A federal judge will consider next week a request to temporarily block Wisconsin’s voter ID law following reports that the state may have violated a previous court order related to the administration of free identification cards. U.S. District Judge James Peterson has scheduled a hearing for Oct. 12 to consider a motion filed late Tuesday by the liberal group One Wisconsin Institute. Peterson on Friday ordered an investigation into media reports that Division of Motor Vehicles employees had given inaccurate information to people seeking state-issued free IDs for the November election, potentially violating an order from the judge’s July ruling in a broad challenge to voting laws implemented over the last five years. The findings of the DMV investigation are due to the judge by Friday. Peterson said both sides may offer evidence at the Oct. 12 hearing to argue whether the state has complied with his initial order.

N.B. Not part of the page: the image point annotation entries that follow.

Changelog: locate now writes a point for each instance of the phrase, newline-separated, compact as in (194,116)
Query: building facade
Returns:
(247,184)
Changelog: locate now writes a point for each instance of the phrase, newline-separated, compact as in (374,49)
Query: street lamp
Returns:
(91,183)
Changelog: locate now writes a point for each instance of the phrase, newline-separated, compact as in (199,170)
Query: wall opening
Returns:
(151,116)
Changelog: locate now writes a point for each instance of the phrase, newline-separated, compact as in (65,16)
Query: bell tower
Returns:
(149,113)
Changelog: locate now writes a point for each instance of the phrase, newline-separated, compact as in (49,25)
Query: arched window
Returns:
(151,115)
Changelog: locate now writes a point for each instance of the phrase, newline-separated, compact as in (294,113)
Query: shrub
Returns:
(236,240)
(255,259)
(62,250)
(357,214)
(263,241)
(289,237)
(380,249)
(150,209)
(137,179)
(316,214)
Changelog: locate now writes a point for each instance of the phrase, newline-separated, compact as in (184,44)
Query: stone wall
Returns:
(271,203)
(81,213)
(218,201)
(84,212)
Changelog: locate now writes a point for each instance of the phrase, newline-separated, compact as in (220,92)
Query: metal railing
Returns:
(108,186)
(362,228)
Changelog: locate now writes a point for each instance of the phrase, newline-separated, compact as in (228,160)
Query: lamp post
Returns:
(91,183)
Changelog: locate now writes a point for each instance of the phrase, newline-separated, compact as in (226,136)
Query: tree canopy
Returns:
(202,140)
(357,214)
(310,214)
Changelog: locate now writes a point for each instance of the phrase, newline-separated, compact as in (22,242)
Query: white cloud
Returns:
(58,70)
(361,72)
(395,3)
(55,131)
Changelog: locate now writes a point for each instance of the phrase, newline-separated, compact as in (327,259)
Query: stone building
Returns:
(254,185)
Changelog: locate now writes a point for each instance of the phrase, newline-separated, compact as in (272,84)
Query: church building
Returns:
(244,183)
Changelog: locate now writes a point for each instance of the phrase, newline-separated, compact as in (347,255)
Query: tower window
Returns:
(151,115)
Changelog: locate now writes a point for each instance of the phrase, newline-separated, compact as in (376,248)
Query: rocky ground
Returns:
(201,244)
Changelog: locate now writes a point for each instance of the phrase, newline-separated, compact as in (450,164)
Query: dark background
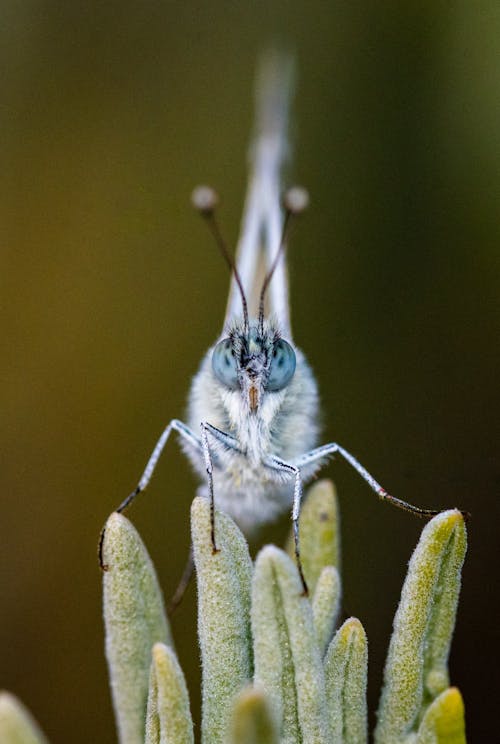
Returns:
(112,290)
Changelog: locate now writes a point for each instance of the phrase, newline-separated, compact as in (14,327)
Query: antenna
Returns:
(205,200)
(295,201)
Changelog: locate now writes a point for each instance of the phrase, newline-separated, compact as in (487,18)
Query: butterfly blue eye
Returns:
(224,364)
(282,366)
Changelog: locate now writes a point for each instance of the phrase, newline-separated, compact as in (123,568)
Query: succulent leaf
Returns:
(319,532)
(416,667)
(17,725)
(346,668)
(224,581)
(326,605)
(168,718)
(287,659)
(135,619)
(252,721)
(444,721)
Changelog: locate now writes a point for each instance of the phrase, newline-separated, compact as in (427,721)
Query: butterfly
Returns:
(252,432)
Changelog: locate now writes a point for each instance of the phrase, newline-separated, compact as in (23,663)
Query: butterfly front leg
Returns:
(183,431)
(230,443)
(332,448)
(275,463)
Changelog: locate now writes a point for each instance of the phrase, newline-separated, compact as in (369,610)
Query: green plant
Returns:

Joshua Kaul, an attorney for the plaintiffs, argued the state “does not have — and is incapable of implementing — a functioning safety net for its strict voter ID law.”
Plaintiffs are asking the judge to either temporarily suspend the voter ID law or to order several remedial measures to address issues with the ID petition process (IDPP), which is designed to help people who don’t have the proper documentation obtain IDs.
Attorneys argued the state isn’t ensuring that voters seeking IDs are given credentials promptly and isn’t properly informing the public that temporary voting credentials are to be given to those who enter the IDPP.